Not all Laguiole is created equal. There are a number of Laguiole makers, each producing Laguiole ranges that differ in design, quality, colour and of course price.
This page provides guidance on how to select the best Laguiole for your money.
Is Laguiole a brand of cutlery? Is it genuine?
Traditionally, Laguiole refers to a type of knife, i.e. a pocket knife originally produced in the town of Laguiole in the Aveyron region of southern France. In modern times, the word Laguiole has become a generic term to describe a style of cutlery and is not restricted to any one maker, company, brand, trade name, or place of manufacture. As such, there is no real or fake Laguiole; only good and bad.
I already own Laguiole. How can I ensure that what I buy matches?
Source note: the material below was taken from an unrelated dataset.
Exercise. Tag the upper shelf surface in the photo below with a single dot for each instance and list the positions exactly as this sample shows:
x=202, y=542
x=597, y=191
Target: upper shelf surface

There are a number of makers that manufacture Laguiole. They all have their own Laguiole designs, styles and qualities. Therefore, if you are matching an existing Laguiole set, it is recommended that any additional sets be purchased from the same Laguiole maker.
Where is Laguiole made?
There are only a handful of makers that actually manufacture in Laguiole. One is called Laguiole en Aubrac. A single piece of Laguiole en Aubrac cutlery, e.g. one knife costs around $200. Such high-end manufacturers also manufacture in other countries.
A Laguiole set that is packaged in France can be labelled as “Made in France”. The item may have been made in France, Hungary, USA, China, Thailand or India and it may be high, medium or low quality. So “Made in France” is not a statement of quality. It simply tells you where the manufacturing was completed. Unlike a Swiss watch which is made to exacting Swiss government imposed standards there are no rules for manufacturing Laguiole.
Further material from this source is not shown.